One of the most vulnerable moments in this episode was when Misty admitted that the "happy, carefree Misty" died the day they got the diagnosis.
"My husband said, 'I wish you were happy like you used to be,' and I said, 'Me too. But that person died.'"
This is a massive identity crisis that we need to acknowledge for full-time caregivers. When you become the external brain, body, and advocate for another human being 24/7, your own identity gets pulverized. Misty isn't just a mom; she is a case manager, a pharmacist, a physical therapist, and an insurance negotiator.
She admitted she is still trying to figure out who this "New Misty" is. She’s finding purpose in advocacy, in helping other moms navigate Medicaid, and in working out with her husband.
But we have to stop expecting caregivers to "bounce back." They have been fundamentally changed by the weight they carry.

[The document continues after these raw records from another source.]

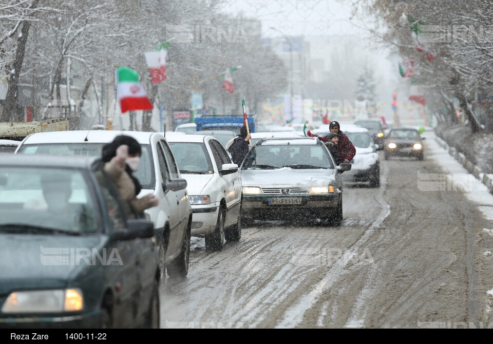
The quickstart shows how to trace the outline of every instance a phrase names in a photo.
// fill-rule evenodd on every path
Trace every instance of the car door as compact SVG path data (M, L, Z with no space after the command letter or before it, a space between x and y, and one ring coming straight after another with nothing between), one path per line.
M181 178L181 176L180 174L180 171L178 170L177 166L176 161L175 160L175 156L169 147L166 140L161 140L161 145L163 147L163 150L164 152L164 155L166 156L166 160L167 164L168 169L169 172L169 177L171 179L176 179ZM188 194L186 188L183 190L179 190L176 192L178 196L178 213L180 216L180 226L182 231L185 231L186 225L188 223L188 216L189 215L191 208L188 206L189 201L188 201Z
M167 211L168 219L169 221L169 241L166 252L166 258L174 258L177 254L177 251L181 249L181 238L183 237L182 231L180 224L180 214L178 205L180 203L178 195L177 192L166 189L166 184L171 180L166 156L161 145L160 140L156 140L153 143L159 164L158 184L161 193L161 200L164 203L164 208Z
M109 234L126 230L126 214L118 191L102 168L94 171L104 201L103 211ZM119 327L131 327L136 318L140 302L140 280L142 262L140 260L140 242L117 240L106 247L106 259L111 263L105 265L105 277L115 287L113 320ZM114 263L113 263L114 259ZM120 263L121 263L121 264Z
M223 164L233 163L222 145L216 140L210 140L209 145L214 160L217 164L217 168L221 176L220 178L221 185L223 188L227 209L225 221L227 225L238 219L239 203L241 201L241 183L237 171L225 174L221 173L220 169Z

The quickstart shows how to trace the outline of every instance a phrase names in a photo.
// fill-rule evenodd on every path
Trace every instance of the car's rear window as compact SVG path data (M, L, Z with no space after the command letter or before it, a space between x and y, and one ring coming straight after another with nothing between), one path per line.
M22 144L17 154L44 154L100 157L104 143L43 143ZM153 156L149 145L141 145L140 165L134 176L138 179L143 189L155 187Z
M329 151L321 145L265 145L252 148L242 169L334 168Z

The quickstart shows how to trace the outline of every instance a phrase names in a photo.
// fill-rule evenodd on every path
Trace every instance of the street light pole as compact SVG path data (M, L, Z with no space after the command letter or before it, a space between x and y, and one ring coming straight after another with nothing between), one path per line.
M286 42L288 42L288 44L289 44L289 62L290 62L290 76L291 77L290 81L290 120L293 120L294 118L294 115L293 114L293 44L291 42L291 40L288 37L288 36L286 34L281 31L279 29L276 29L273 26L271 26L270 28L272 30L275 30L278 32L280 32L284 36L284 39L286 40Z

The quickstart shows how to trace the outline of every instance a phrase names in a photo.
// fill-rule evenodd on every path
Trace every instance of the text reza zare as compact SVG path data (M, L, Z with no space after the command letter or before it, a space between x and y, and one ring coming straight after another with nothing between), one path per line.
M47 339L47 334L38 334L37 333L31 333L32 335L29 336L29 334L15 334L15 333L10 334L11 339Z

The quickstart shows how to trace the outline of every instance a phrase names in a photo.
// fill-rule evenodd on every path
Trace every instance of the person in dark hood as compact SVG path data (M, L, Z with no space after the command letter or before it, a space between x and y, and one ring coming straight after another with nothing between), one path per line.
M156 206L159 202L153 194L137 198L142 187L132 174L139 168L141 153L140 144L135 139L120 135L103 147L102 154L105 171L117 186L122 199L127 202L127 212L135 214Z
M329 132L326 137L327 141L324 143L329 149L329 151L334 158L335 164L339 166L339 164L343 162L340 159L340 156L339 155L338 144L339 136L335 132Z
M232 142L226 144L226 149L231 154L233 163L238 166L241 164L250 149L249 145L250 138L250 135L246 131L246 126L244 125L240 130L240 135L233 139Z
M337 150L339 151L339 156L342 160L342 162L349 163L353 160L354 156L356 155L356 148L349 140L349 138L340 131L340 125L339 122L336 121L333 121L329 124L329 130L330 132L335 132L339 137L339 143L337 144ZM330 135L330 133L329 133ZM318 138L320 141L324 142L327 142L329 140L327 139L328 135L326 136L321 137L315 134L312 134L310 130L307 132L307 135L310 137Z

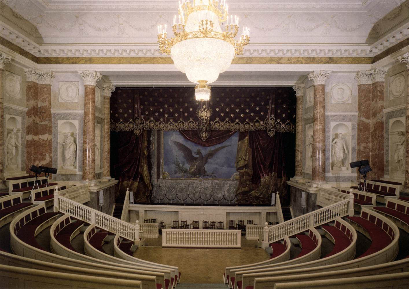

Misty’s resilience isn't about ignoring the sadness. It’s about making space for it. She walks. She listens to music. She allows herself to cry. She accepts that she can be grateful for Jackson and devastated by his condition at the exact same time. Two things can be true.
You Are Not Invisible
To everyone listening who is managing a medically complex life: I see you. I see the paperwork piles. I see the invisible labor. I see the grief you hide so you don't make other people uncomfortable.
You are doing a great job.
If you want to support research for Jackson’s condition, please look into the IQSEC2 Research Foundation. There is hope for gene therapy trials, but they need funding and awareness.